Finalmente, en el centro del mundo, se hallaba Arenveil, el continente más diverso, y donde habitaban principalmente los humanos. Era un punto de encuentro entre razas, culturas y creencias. Las ciudades humanas se levantaban donde las rutas comerciales se cruzaban, y su gente, curiosa e inconstante, buscaba siempre lo desconocido. Los humanos no destacaban por su magia ni su fuerza, pero su adaptabilidad y deseo de crear los habían convertido en los tejedores del destino del mundo.
Fue allí, en el corazón de Arenveil, donde nació la historia de un joven llamado Sion.
2. La ciudad de Eldveil
Eldveil, conocida como “la ciudad de los mil talleres”, se alzaba entre colinas suaves y ríos que serpenteaban como hilos de plata. El aire olía a metal caliente, a madera recién cortada y a especias traídas de tierras lejanas. Era una ciudad donde el arte y la técnica se mezclaban, y donde cada chispa de una fragua podía encender un sueño.
En sus calles adoquinadas, los mercaderes pregonaban sus productos mágicos mientras los aprendices corrían llevando piezas recién forjadas. Pequeños golems barrían las aceras, y en las esquinas los bardos contaban historias sobre héroes que conquistaban mazmorras y dragones. A pesar del bullicio, Eldveil tenía un ritmo propio, casi musical.
En el corazón de la ciudad se alzaba el Gremio de Artesanos de Eldveil, una torre cilíndrica hecha de piedra blanca y cristal azul. Era el orgullo de la ciudad, el lugar donde inventores, herreros y marionetistas presentaban sus creaciones. Allí se medía la habilidad de los artesanos en exhibiciones públicas, y un solo invento exitoso podía cambiar la fortuna de su creador. Se decía que quien lograra impresionar al Consejo de Maestros recibiría un sello dorado y el título de Artífice de Aveln, uno de los mayores honores del continente.

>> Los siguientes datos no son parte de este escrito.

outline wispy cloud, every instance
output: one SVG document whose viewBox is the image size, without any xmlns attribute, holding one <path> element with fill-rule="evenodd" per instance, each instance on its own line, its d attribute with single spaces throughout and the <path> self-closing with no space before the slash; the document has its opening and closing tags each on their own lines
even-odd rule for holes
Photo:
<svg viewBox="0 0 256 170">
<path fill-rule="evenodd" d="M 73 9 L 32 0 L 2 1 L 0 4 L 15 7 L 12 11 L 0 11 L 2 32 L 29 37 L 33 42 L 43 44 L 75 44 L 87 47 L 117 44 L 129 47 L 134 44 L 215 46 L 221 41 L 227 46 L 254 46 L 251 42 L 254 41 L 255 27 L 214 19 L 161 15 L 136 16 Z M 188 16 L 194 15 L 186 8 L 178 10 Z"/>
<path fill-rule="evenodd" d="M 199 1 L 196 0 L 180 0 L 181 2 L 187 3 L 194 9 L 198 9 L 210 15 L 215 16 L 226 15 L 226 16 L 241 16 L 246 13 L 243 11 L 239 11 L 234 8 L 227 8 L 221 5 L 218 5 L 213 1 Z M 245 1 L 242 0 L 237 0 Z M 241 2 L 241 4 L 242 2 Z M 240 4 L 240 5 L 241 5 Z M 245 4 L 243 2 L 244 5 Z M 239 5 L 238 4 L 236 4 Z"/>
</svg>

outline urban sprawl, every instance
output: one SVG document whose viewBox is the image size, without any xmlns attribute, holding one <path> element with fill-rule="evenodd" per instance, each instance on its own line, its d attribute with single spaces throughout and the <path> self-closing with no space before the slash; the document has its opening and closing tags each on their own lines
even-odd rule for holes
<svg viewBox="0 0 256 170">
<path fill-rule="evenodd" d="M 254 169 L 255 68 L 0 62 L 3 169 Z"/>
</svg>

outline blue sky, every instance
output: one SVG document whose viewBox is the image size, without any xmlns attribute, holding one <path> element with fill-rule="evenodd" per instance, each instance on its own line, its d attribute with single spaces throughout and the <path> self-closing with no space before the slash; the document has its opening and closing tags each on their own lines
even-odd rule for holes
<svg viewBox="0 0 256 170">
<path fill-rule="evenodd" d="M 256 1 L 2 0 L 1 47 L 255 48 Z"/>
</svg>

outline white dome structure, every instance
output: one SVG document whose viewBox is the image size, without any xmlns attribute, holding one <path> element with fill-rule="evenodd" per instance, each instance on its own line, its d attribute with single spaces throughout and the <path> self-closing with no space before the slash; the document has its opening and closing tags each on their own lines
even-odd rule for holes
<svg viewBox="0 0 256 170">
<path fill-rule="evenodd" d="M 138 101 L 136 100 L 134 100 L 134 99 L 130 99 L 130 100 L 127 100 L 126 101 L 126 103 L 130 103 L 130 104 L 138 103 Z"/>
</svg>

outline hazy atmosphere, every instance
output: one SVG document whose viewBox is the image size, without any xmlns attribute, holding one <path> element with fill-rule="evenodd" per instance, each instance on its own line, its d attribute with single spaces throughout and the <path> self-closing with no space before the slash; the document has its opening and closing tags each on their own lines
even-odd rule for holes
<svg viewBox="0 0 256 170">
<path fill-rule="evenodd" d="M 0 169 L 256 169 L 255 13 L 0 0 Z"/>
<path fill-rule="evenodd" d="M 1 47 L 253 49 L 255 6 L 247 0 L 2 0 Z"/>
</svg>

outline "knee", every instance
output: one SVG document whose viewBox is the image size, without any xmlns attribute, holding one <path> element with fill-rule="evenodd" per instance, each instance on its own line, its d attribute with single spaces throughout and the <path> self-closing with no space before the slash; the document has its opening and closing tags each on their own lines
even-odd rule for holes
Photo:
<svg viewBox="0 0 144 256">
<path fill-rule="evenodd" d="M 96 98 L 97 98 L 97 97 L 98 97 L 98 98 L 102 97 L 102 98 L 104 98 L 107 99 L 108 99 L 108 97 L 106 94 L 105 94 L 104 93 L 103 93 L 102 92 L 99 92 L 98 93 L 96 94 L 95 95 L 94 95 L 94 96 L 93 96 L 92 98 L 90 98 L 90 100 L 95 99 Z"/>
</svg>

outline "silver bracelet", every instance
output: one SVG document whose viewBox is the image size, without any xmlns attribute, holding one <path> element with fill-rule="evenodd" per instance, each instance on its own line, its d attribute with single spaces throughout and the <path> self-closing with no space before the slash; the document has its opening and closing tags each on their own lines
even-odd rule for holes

No muy lejos de allí se encontraba el Gremio de Aventureros, una construcción robusta de madera oscura y piedra. Desde su balcón se podían ver los portales que conducían a la Mazmorra de Kaldra, una gigantesca estructura subterránea que se extendía bajo toda la ciudad. Nadie sabía quién la construyó ni qué había en sus niveles más profundos. Pero cada día, nuevos grupos de aventureros se adentraban en ella en busca de gloria, tesoros o conocimiento. Algunos regresaban con sonrisas y botines. Otros... nunca volvían.

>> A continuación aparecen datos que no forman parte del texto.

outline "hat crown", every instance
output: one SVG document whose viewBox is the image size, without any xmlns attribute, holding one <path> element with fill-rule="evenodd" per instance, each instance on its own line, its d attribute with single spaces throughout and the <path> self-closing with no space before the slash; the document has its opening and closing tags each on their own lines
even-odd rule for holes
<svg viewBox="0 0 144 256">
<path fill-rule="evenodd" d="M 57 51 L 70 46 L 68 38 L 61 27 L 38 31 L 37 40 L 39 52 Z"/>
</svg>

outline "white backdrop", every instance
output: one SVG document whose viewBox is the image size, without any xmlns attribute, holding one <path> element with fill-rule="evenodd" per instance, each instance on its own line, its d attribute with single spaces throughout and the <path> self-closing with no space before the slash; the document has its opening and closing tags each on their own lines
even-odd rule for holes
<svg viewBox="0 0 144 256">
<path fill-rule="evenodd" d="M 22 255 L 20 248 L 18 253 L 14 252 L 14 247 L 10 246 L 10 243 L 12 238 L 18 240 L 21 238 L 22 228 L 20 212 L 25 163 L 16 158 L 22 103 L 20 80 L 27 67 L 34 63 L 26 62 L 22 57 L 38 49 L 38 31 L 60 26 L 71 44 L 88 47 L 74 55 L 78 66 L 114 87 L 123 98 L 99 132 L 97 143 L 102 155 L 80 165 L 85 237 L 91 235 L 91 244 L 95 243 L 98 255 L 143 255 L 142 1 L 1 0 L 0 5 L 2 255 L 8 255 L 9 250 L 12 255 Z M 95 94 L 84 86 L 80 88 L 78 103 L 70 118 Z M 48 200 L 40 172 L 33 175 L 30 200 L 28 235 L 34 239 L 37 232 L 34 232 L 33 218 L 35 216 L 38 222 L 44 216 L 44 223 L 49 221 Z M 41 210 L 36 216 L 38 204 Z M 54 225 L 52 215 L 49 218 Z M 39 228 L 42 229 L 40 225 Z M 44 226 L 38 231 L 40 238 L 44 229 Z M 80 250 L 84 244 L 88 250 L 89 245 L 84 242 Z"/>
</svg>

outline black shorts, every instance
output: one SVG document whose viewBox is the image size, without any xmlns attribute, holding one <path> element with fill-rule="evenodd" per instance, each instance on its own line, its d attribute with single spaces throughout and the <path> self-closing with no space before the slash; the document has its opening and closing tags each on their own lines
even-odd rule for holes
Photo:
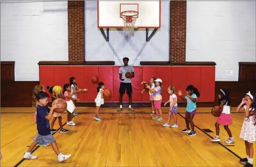
<svg viewBox="0 0 256 167">
<path fill-rule="evenodd" d="M 125 93 L 125 90 L 126 90 L 126 93 L 127 94 L 130 94 L 133 93 L 133 88 L 132 88 L 131 83 L 120 83 L 120 87 L 119 88 L 119 93 L 124 94 L 124 93 Z"/>
</svg>

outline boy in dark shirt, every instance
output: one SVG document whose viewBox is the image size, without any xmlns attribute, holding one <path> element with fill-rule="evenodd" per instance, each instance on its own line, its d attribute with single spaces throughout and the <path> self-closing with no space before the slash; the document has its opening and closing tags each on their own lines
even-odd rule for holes
<svg viewBox="0 0 256 167">
<path fill-rule="evenodd" d="M 58 156 L 59 162 L 62 162 L 67 160 L 71 156 L 69 155 L 63 155 L 59 151 L 59 148 L 56 144 L 56 140 L 51 133 L 50 128 L 50 122 L 53 110 L 57 108 L 59 105 L 52 104 L 51 108 L 49 108 L 46 105 L 48 103 L 49 95 L 44 92 L 39 92 L 36 95 L 38 102 L 38 105 L 36 108 L 36 124 L 38 133 L 35 139 L 35 141 L 31 144 L 30 148 L 24 154 L 25 159 L 36 159 L 37 156 L 31 154 L 31 152 L 35 147 L 36 145 L 41 142 L 45 142 L 46 143 L 51 143 L 52 147 Z"/>
</svg>

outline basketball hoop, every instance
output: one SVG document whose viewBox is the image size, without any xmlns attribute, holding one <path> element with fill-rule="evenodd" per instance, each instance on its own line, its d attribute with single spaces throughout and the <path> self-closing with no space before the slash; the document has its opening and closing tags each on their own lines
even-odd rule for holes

Entre esas calles, entre el fragor del metal y los murmullos de las forjas, se encontraba una pequeña tienda con un letrero en forma de engranaje oxidado.
Allí trabajaba un joven de mirada soñadora, siempre cubierto de polvo y aceite, que dedicaba cada moneda y cada minuto libre a observar una marioneta dormida.
Su nombre era Sion, y sin saberlo, estaba a punto de tirar de un hilo que cambiaría el destino de todo Aveln.
3. El chico que aspira a ser marionetista
En el continente de Aveln, la ciudad de Eldveil era conocida como el corazón del progreso. Sus calles empedradas siempre estaban llenas de movimiento: aventureros con sus armas al hombro, comerciantes que ofrecían pociones y grimorios, y estudiantes que corrían de un lado a otro con los uniformes de la academia. El aire olía a hierro, madera y sueños.
Entre esa multitud se encontraba Sion, un joven de quince años, delgado, de cabello negro y ojos de un azul profundo. A primera vista parecía un estudiante más de la Academia de Eldveil, pero quienes lo conocían sabían que era distinto. Mientras otros soñaban con ser guerreros, arqueros o magos, Sion solo tenía un deseo: convertirse en marionetista.
Desde niño había sentido fascinación por ese arte. Ver cómo los maestros hacían bailar, luchar o cantar a sus marionetas con hilos de mana le parecía lo más cercano a la magia pura. No era solo control… era conexión. Una sinfonía entre dos almas.